Adham Osman Ahmed Barzani (Kurdish: ئەدهەم عوسمان ئەحمەد بارزانی; born April 16, 1962) is a Kurdish politician and former member of the Kurdistan Democratic Party in the Kurdistan Region.

== Biography ==
He was born in Barzan on April 16, 1962, to Osman Barzani, the son of Ahmed Barzani. He began his political career establishing the Kurdistan Revolutionary Hezbollah in 1988. Like other Iraqi Kurdish parties, the group received funds from Iran against Saddam Hussein however the ideology of the group was Islamist in nature as opposed to the majority Kurdish groups which were secular. Kurdish Revolutionary Hezbollah was inactive after 2004, after which Adham Barzani joined the Kurdistan Democratic Party with the rest of his relatives. In 2011, tensions between him and the KDP began after he claimed that Masoud Barzani needed reform if he wanted to maintain his credibility. In 2014, he left the KDP and resigned from all his government posts. In March 2015, he expressed his desire to establish a new political movement after criticising Masoud Barzani and the KDP. He criticised the close ties between the KDP and Turkey, and he opposed Turkish military presence in Iraqi Kurdistan. He frequently called for the KDP to release detained activists and journalists in the Kurdistan Region. Referring to the Turkish intervention in Iraqi Kurdistan, he stated that "whenever Turkey has occupied a piece of territory, it has never withdrawn from it", and demanded Turkey to keep its conflict with the PKK inside Turkish borders. In May 2021, he sent a letter to the Hamas leadership, in which he expressed his support for them against Israel.

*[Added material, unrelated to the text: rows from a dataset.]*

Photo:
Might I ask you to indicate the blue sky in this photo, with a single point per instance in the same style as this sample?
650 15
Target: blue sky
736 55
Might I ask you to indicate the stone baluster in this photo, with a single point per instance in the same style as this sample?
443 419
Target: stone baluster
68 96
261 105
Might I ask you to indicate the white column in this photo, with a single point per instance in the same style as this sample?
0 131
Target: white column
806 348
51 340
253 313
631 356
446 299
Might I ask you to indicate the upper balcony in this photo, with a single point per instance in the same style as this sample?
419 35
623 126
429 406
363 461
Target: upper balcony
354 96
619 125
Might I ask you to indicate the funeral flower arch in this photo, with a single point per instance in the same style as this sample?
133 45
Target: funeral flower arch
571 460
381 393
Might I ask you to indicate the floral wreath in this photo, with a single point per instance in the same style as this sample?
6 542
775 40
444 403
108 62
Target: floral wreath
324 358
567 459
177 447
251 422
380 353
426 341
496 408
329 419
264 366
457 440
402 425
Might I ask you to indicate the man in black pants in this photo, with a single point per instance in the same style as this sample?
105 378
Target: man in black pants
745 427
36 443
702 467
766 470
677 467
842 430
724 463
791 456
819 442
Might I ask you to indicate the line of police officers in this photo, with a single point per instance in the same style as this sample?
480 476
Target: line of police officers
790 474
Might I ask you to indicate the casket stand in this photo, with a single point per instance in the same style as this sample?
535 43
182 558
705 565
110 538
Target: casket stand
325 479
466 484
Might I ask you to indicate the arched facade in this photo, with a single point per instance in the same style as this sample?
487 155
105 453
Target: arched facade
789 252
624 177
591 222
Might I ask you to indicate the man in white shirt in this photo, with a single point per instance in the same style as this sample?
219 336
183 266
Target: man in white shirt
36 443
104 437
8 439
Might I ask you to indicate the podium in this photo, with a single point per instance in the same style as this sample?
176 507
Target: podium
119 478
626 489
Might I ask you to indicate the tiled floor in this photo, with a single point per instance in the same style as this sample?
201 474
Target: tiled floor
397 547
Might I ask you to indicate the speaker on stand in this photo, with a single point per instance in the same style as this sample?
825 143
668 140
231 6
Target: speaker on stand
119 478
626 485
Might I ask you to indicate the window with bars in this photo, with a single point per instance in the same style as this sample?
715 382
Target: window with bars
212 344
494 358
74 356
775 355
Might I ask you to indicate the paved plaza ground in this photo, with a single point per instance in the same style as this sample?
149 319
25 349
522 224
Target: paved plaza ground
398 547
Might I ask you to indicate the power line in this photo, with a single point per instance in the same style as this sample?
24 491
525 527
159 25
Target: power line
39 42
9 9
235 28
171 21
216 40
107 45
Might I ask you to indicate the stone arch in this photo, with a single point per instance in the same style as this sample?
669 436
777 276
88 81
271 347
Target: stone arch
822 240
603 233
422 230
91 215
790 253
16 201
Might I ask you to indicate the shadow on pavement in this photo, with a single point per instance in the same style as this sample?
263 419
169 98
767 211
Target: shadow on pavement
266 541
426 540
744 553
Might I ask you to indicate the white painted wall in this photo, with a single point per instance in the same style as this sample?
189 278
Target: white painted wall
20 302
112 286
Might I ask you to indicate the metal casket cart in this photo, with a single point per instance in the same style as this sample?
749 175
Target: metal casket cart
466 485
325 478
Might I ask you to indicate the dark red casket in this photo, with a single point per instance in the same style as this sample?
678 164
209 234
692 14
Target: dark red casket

He had ties with Hüseyin Velioğlu, and in 1999 he hosted Velioğlu in the city of Soran, Iraq, in which 300 Kurdish Hezbollah fighters received training to use against Turkey. In June 2019, he was visited by İshak Sağlam of the Free Cause Party.

He was eventually banned from entering Erbil by the Kurdistan Regional Government. In July 2024, the Erbil Security Directorate of the KDP government issued an arrest warrant for Adham Barzani.